You will always lay claim to "your" young women and enjoy supporting them in their endeavors.

Get this girl into ballet lessons as soon as she's old enough.

When your room looks like this, and the non-matching walls, the un-made bed, the stacks of un-read books, and the three-days-old laundry are driving you c.r.a.z.y, you can either spend some time taking care of it or walk away and stop being bothered.  You've got to pick one or the other and just do it.

The best cure for a bad day is to make a yummy dinner and take it to someone else.  Get out of yourself already.

The second best cure is to go out for ice cream with friends and laugh until it hurts, even if you stay an hour past closing.



Just fine, thank you.

If you asked me how I'm doing today, I'd say, "I'm fine." What does THAT mean?  Well, at my house, today, this is what "fine" means.

It means I washed eight loads of laundry over two days and had a helper at folding time.

It means my very grumpy, embarrassed-to-be-seen-with-me 12-year-old had a great time on a scout camp-out.

It means I am trying to eat more healthfully and exercise more dutifully.

It means Garry is doing a much better job at this and has already lost twelve pounds this year (some of them found me).

It means that Gavin has made that happy break-through with reading that transforms it from chore to challenge to joy.

It means that Kate is adorable, but very much a two-year-old who constantly tries my patience.

It means that shopping with small children is as hard as it ever was, but I have made a resolution not to shop, so my life is greatly simplified.  (I'll miss you, Target.)

It means that I am mostly patient when children make themselves chocolate milk and put way too much Hershey's syrup in it.

It means that sometimes bath time is boring, and goggles spice it up.

It means that sometimes a child's homework becomes my homework, especially on the night before a project is due. {This is a mercury costume.}

It means that I'm reading the "Seven Habits" book and getting all inspired/overwhelmed at the prospects of revolutionizing my existence.

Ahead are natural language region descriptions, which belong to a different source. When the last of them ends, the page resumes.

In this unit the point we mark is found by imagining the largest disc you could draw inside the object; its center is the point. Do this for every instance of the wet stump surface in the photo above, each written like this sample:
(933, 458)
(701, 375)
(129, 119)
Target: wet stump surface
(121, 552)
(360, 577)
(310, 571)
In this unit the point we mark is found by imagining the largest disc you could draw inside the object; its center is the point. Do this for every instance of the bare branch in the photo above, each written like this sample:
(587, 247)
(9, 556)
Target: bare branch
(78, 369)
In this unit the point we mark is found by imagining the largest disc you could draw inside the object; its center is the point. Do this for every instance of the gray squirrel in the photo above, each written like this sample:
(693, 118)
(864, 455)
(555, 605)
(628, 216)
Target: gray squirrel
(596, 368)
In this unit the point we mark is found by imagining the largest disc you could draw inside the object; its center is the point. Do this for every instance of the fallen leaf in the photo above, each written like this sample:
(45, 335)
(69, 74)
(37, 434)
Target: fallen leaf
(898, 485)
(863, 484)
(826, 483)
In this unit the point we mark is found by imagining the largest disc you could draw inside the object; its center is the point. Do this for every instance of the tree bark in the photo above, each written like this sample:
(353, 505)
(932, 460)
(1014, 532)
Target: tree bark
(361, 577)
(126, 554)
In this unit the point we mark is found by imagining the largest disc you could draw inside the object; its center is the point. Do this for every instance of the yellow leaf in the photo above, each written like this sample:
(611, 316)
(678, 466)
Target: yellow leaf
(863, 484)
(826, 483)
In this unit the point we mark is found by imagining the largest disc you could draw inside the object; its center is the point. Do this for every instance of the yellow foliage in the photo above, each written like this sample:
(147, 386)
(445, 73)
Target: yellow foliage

It means that we replaced our pre-marriage plastic containers with fancy-ish new ones that are

It means that nap time has been happening a lot lately for Lexi and me.

It means that we have one fun parent in the house.  His name starts with D and ends with addy.

It means that drives to the temple are very long when freeways are snowy, but always worth the time and effort.

It means that on hard days, the sun sets and there's the promise of a fresh start tomorrow.

So if you run into me somewhere and I tell you I'm "fine," you'll know what I mean.   

Jan 27, 2014

Gavin's talk

Gavin's reading interest and abilities have really taken off. He has the confidence to pick up a paper or look at a sign and try to read it, no matter how difficult it might be to decode. So this weekend, when I prepared a talk for him to give in Primary on Sunday, he was determined to read it all by himself. I helped him "read" the big words, which I'm sure he just memorized, but I'm still so proud of him for delivering an excellent talk. And he was certainly proud of himself. He shares a story about Lehi in the Book of Mormon. For more information about the story, go here.

Let's go fly a kite!

The fact that Colorado Springs weather is crazy makes living here very interesting!  Last week we had four inches of snow one day, and a glorious 55 degree afternoon just two days later.  You'd better believe that we took advantage of the warmth, especially because it fell on a Saturday.  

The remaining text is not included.